Full text below (and in pdf here)—and as usual, comments, corrections or suggestions for the translation are welcome.  Read the rest of this entry »

March 19, 1969: Jacques Nassif presents on Deleuze in Lacan’s Seminar

Early in the research that eventually led to my dissertation, I discovered that Deleuze had been taken up on at least two distinct occasions in Lacan’s seminar, first in 1967 (Seminar XIV) after the publication of Coldness and Cruelty, and then again in 1969 (Seminar XVI) after the appearance of The Logic of Sense. Intrigued, I went to the typescripts of these seminars — the official edition of Seminar XVI had not yet appeared — and discovered not only that Lacan had praised Deleuze warmly on both occasions, but indeed that he had been so taken by The Logic of Sense as to request, on March 12, 1969, that one of his students put together a presentation on it. This request was taken up the next week by Jacques Nassif, whose presentation was preserved in the typescript of the seminar.

Thrilled, I dutifully set to work translating the presentation. Originally, I had also intended to write up an introduction to it, and possibly an analysis of the entire episode, which is quite interesting in many of its nuances — not least among them Lacan’s rather explicit attempts to claim what Deleuze is doing as an effect of his own project, while also rebuking Deleuze for relying too much on Jean Laplanche’s portions of his and Serge Leclaire’s famous presentation on “The Unconscious” at the Bonneval colloquium in 1960, a text which was central to the break between Lacan and Laplanche. The project stalled, having too many moving parts, many of which were drawing me further and further from the central issue (at the time) of Deleuze’s own relationship to psychoanalysis.

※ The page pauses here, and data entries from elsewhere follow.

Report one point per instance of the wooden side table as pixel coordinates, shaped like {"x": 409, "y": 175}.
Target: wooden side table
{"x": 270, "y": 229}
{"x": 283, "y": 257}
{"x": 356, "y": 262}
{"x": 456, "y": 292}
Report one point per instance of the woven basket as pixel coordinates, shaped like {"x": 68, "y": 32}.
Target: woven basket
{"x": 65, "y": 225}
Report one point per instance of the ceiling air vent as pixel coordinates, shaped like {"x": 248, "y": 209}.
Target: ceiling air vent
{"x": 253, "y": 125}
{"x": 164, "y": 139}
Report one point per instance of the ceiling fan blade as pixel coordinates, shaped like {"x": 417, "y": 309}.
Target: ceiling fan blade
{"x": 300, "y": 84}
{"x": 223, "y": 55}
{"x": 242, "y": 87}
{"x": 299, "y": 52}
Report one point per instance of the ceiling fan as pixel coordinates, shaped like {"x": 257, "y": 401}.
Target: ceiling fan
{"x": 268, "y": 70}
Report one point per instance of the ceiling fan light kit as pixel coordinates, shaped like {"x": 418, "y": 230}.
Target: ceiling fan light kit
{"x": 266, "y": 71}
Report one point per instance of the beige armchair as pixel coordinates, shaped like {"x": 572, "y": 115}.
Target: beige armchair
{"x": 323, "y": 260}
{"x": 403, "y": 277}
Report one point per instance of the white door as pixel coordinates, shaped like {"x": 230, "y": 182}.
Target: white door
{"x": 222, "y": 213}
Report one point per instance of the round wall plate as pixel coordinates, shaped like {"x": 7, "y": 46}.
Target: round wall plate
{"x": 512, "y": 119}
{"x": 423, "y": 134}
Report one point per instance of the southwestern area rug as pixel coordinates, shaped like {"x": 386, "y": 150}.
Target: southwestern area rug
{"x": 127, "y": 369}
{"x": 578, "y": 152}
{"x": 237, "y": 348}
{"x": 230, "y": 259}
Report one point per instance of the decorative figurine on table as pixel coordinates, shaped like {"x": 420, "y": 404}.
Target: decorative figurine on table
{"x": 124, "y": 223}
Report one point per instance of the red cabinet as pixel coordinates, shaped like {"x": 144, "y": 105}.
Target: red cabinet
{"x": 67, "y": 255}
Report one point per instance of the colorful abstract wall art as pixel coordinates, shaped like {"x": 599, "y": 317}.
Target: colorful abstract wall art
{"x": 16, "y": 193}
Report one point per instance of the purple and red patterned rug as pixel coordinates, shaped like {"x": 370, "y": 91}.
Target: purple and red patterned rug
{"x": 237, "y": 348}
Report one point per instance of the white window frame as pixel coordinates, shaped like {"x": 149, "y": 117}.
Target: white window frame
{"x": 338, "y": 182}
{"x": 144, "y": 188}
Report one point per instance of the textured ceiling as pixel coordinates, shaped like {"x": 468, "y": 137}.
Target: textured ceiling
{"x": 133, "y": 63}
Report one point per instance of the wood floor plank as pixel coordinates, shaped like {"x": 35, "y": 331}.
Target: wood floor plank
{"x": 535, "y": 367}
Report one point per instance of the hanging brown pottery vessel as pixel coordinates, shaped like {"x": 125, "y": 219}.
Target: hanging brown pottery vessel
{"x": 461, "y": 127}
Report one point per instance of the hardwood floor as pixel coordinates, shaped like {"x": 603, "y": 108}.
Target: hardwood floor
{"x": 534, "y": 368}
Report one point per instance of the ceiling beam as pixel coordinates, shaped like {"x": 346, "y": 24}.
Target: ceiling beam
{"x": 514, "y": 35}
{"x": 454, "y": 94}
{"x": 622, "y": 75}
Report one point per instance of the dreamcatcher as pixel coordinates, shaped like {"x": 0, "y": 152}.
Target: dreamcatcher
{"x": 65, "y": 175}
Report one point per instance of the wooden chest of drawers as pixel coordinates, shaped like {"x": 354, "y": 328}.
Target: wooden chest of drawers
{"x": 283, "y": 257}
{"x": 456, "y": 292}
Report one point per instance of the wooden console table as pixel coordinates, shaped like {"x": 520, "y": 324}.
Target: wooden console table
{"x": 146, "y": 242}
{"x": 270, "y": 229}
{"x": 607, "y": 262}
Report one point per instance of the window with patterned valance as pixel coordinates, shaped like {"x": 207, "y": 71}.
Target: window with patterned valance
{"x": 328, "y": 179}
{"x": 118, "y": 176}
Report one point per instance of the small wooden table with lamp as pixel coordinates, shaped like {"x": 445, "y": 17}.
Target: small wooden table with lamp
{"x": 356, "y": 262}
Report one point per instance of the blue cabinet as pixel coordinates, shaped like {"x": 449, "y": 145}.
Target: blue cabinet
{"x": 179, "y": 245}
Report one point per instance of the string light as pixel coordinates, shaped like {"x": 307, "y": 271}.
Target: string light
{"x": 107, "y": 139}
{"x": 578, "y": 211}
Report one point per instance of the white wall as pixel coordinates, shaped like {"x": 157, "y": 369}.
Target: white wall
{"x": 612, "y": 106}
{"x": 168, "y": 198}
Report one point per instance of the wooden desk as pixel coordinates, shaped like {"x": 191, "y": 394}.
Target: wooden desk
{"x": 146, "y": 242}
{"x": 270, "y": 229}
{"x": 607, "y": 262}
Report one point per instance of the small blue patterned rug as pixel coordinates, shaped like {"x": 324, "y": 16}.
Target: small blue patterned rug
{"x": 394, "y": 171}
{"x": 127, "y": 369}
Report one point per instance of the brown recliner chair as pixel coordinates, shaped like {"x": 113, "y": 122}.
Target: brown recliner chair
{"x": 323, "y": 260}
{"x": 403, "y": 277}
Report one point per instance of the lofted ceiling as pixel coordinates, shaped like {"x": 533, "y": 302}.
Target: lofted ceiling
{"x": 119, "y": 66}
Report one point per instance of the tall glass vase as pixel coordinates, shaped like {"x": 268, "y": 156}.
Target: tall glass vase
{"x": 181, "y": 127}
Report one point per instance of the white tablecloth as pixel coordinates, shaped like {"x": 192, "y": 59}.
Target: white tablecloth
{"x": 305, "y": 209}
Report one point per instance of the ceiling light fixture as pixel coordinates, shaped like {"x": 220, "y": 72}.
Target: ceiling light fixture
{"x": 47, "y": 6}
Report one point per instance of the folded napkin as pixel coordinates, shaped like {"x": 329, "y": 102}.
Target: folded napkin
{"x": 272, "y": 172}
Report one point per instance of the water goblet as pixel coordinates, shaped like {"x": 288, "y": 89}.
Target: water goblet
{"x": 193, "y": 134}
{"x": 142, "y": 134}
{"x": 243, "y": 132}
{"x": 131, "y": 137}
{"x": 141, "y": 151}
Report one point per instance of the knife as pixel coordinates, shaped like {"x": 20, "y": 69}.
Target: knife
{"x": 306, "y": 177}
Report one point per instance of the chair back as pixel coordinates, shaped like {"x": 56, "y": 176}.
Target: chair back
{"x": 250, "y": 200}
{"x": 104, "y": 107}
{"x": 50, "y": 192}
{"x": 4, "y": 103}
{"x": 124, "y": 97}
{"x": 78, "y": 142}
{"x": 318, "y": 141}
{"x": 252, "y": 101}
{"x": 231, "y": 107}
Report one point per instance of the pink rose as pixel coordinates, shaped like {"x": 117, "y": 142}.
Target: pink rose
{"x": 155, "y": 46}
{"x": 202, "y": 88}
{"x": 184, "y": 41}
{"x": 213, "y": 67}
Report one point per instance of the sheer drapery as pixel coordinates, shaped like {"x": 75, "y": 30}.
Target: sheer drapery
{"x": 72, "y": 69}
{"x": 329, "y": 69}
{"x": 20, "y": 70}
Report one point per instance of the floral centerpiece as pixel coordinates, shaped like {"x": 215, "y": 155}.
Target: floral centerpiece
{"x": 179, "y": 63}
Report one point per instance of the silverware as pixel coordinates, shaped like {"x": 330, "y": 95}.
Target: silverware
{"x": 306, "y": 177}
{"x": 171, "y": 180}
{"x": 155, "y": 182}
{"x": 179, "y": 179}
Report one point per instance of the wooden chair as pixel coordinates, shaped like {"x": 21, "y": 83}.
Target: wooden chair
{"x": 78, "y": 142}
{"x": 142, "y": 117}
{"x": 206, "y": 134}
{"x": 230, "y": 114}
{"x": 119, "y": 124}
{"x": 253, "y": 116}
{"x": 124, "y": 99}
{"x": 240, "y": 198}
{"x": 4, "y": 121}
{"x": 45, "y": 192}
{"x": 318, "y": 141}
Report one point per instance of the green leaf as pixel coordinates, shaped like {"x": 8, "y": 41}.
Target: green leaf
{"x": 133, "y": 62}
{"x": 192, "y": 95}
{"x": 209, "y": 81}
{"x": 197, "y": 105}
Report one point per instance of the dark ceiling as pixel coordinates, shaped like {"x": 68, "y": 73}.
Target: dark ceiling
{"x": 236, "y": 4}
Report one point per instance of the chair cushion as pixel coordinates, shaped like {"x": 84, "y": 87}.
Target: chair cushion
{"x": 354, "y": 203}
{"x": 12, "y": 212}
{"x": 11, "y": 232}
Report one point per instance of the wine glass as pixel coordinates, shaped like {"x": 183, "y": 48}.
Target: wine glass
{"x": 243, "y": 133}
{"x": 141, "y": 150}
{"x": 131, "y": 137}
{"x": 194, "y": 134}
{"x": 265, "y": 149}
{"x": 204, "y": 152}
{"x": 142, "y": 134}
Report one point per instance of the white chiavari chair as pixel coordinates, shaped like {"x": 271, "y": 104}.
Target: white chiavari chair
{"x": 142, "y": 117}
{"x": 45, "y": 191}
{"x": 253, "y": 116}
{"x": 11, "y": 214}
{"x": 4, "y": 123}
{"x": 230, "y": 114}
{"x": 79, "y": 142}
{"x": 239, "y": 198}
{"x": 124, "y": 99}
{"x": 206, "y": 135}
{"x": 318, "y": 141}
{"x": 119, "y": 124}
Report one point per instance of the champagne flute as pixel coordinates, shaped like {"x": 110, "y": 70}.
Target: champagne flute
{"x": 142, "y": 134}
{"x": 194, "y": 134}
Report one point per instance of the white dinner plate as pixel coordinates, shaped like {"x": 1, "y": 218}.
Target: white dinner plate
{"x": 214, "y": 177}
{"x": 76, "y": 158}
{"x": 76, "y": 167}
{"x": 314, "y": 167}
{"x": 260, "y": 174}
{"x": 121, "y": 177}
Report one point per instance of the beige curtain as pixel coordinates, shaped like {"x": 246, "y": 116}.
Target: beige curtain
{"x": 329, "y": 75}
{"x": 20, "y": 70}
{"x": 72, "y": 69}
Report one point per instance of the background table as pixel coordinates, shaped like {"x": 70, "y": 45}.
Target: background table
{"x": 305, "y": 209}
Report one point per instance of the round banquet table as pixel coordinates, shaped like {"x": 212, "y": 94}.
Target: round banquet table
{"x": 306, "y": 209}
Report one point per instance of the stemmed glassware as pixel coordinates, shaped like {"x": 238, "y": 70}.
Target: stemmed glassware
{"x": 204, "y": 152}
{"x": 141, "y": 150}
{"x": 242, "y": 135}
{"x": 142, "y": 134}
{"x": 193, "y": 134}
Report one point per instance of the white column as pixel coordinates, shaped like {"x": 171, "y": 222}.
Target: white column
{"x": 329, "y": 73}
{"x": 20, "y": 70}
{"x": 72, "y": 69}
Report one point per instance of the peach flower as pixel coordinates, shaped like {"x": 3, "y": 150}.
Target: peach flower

In the mean time, I had the translation sitting around. When the official edition of the seminar appeared in French, Nassif’s text was not included. There is thus no more ‘official’ edition than the one in the typescripts, nor is one likely to be forthcoming. From the point of view of Lacan scholarship, this is reasonable; and indeed given that what is at issue is a rough presentation that was composed in the course of a week, it is hardly surprising that the editors — and quite probably Nassif himself — saw fit to let it lie.  For several years, I have done the same.

Nevertheless — especially given Lacan’s rather pointed ‘introduction’ of The Logic of Sense to his seminar the week before — it seems to me that the text retains some considerable interest to those trying to understand the relationship between Deleuze and Lacan.  Indeed, it provides a very rare example of how Deleuze, more or less with Lacan’s authorization, could be read by Lacanians prior to what Monique David-Ménard rather pointedly calls “the altercation” of the 1970s.

Accordingly, I present here a revision of my translation of Nassif’s presentation, with the original French text from the typescript linked above en face.

J Nassif on Deleuze’s Logic of Sense, Presented to Lacan’s Seminar, 3-19-1969

Comments on or corrections to the translation are, of course, welcome. There are several passages that are tricky and awkward, especially given the emendations in the text. Also, as the opportunity presents itself, I hope to work on translating the relevant sections of the two meetings of the seminar before and after March 19th, where Lacan introduces The Logic of Sense and makes a few comments in the aftermath of Nassif’s presentation. I will update this post with links to those materials, as appropriate. Perhaps someday I’ll even finish writing up my discussion of the various ‘moving parts’ animating the episode.